La réalité de l’activité de montage d’opérations de défiscalisation et celle d’ingénierie financière peuvent, en tout état de cause, ne pas se recouper intégralement. L’une des expressions est, certainement, plus large que l’autre. À première vue, selon la généralité des termes employés, l’ingénierie financière est probablement une méta-catégorie englobant différents objets, dont les opérations de défiscalisation. L’analyse développée par le second moyen s’engouffre justement dans cette fragilité en précisant que « l’activité d’ingénierie financière, (…) englobe l’élaboration de montages d’opérations de défiscalisation » (pt n° 4 de l’arrêt étudié, second moyen).
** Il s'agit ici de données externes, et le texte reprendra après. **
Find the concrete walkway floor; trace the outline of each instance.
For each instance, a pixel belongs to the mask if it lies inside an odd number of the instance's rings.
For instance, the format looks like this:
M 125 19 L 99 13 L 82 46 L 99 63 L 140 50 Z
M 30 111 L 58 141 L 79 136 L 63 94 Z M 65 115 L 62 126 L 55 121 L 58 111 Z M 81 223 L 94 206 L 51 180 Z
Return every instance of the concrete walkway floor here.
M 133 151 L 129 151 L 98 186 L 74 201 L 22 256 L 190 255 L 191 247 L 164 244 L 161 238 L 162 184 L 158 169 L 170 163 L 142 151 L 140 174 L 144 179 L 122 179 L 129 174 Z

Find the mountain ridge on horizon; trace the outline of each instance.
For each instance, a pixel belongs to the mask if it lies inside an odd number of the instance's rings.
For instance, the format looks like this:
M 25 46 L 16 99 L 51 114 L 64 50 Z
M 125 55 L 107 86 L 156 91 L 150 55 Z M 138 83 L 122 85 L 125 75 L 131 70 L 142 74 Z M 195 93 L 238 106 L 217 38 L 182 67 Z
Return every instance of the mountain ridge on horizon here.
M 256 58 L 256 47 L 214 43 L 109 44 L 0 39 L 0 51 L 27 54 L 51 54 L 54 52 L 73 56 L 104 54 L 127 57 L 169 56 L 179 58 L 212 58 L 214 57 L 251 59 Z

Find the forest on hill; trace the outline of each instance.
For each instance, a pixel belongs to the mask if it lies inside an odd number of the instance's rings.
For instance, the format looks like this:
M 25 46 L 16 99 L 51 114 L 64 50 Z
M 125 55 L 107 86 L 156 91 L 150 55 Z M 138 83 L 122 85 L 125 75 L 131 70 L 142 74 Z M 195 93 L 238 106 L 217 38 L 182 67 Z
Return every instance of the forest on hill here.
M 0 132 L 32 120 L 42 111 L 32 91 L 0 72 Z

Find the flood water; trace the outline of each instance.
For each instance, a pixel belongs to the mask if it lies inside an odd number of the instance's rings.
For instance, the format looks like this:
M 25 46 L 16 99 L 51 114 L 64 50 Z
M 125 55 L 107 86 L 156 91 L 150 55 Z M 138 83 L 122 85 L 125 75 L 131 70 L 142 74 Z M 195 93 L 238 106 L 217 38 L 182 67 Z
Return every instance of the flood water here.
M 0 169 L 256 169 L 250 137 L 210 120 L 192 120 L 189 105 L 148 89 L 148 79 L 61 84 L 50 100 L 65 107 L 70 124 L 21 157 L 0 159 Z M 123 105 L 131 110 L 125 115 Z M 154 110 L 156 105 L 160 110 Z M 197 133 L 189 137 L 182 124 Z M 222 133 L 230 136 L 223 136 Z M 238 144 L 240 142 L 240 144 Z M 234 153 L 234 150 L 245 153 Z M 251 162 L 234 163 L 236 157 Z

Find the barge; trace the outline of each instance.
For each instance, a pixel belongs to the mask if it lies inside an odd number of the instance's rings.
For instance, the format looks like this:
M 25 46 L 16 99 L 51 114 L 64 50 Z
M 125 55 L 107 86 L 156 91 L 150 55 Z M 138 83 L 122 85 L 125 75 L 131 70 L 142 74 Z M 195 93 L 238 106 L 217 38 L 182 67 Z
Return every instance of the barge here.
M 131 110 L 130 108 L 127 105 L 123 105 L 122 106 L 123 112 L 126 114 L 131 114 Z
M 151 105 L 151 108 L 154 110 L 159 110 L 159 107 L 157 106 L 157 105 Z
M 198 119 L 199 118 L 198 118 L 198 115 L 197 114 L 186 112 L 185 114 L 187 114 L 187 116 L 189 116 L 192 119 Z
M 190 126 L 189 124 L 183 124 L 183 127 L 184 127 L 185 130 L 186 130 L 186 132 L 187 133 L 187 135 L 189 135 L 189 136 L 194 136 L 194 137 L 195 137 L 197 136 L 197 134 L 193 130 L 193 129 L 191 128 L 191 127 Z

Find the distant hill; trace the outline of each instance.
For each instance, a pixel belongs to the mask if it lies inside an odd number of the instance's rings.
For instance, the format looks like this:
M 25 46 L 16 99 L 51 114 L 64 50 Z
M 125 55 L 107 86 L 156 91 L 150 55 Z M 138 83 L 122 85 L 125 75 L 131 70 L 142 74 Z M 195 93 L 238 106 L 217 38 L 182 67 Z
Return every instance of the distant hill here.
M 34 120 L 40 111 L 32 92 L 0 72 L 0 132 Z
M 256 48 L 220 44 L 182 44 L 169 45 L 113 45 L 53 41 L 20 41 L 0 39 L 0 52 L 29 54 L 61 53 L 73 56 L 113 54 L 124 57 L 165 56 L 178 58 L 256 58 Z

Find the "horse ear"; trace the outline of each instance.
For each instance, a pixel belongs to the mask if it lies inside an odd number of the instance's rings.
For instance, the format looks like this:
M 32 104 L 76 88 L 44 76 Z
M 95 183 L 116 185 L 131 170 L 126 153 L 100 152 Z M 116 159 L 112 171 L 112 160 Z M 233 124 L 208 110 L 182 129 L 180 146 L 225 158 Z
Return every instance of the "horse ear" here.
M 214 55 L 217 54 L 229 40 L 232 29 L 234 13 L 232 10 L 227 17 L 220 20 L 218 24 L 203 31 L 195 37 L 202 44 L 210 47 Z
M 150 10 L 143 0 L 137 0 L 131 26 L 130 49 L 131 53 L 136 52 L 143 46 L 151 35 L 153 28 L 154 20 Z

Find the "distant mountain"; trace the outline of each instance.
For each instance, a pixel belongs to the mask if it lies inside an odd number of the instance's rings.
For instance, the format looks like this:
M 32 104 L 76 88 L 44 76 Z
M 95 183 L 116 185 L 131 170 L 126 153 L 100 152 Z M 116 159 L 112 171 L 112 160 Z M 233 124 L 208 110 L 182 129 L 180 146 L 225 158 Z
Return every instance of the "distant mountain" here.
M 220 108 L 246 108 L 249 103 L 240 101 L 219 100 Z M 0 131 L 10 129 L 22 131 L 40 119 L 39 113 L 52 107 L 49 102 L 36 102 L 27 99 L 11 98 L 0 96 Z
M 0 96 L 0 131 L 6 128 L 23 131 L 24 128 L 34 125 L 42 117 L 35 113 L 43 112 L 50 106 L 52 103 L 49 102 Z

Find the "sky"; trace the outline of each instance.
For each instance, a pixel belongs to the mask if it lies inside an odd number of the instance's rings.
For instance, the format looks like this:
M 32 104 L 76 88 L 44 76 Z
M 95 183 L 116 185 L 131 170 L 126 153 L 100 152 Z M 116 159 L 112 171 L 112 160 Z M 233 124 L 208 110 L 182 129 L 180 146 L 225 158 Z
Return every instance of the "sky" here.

Ce sera la solution choisie par la chambre commerciale eu égard à la combinaison des stipulations contractuelles de la convention questionnée.
Une analyse combinée éclairant le sens du contrat
La chambre commerciale commence, au sein de sa motivation, par viser plusieurs des stipulations du contrat litigieux afin de pointer la pluralité des expressions employées :
- les activités assurées mentionnaient « l’activité d’ingénierie financière » (pt n° 6) ;
- les clauses concernant les primes et la franchise indiquaient « les opérations industrielles et immobilières de défiscalisation dans les DOM-TOM » (même pt).
La combinaison de ces différentes stipulations montre que les parties ont certainement visé des opérations plurielles sous une même bannière sans toutefois définir cette dernière explicitement. La cassation intervient donc en raison de « l’obligation pour le juge de ne pas dénaturer l’écrit qui lui est soumis » (v. le visa de l’arrêt). La catégorie la plus large était celle de l’ingénierie financière dans laquelle le montage d’opération de défiscalisation s’insère logiquement.
La solution doit certainement être accueillie favorablement pour plusieurs raisons. La principale concerne l’absence de sens qu’aurait le contrat conclu si dans l’une des stipulations – à savoir les activités assurées – les opérations de défiscalisation étaient exclues alors qu’elles sont explicitement citées dans d’autres clauses s’agissant des primes et de la franchise. Le raisonnement visant à inclure l’activité de montage d’opérations de défiscalisation permet d’assurer une cohésion d’ensemble du contenu contractuel. Le plus probable est, certainement, que la généralité des termes employés dans la stipulation des activités assurées englobe celles, plus précises, des autres clauses.
Reste à comprendre ce que la décision implique pour les assureurs. Le recours à des notions générales, peu ou pas du tout définies en droit positif, implique d’opter pour une ingénierie contractuelle particulièrement précise. Si l’assureur n’avait pas voulu insérer le montage d’opérations de défiscalisation, encore fallait-il le préciser explicitement. Le recours à des clauses de définition du périmètre contractuel reste également une possibilité afin de clarifier pour chacune des parties le champ de l’engagement signé. Il n’y a là guère de sévérité pour l’assureur en présence de stipulations générales sur l’ingénierie financière.
Voici, en somme, un bien bel arrêt mobilisant moins le droit des assurances que la théorie générale du contrat. Le recours à des expressions générales, polysémiques ou floues doit avoir pour corollaire la définition des activités intéressées par le contrat au risque de poser difficulté au stade de l’exécution de celui-ci. Les services juridiques des assureurs en seront probablement avertis dans un contexte aussi sensible que les opérations de défiscalisation.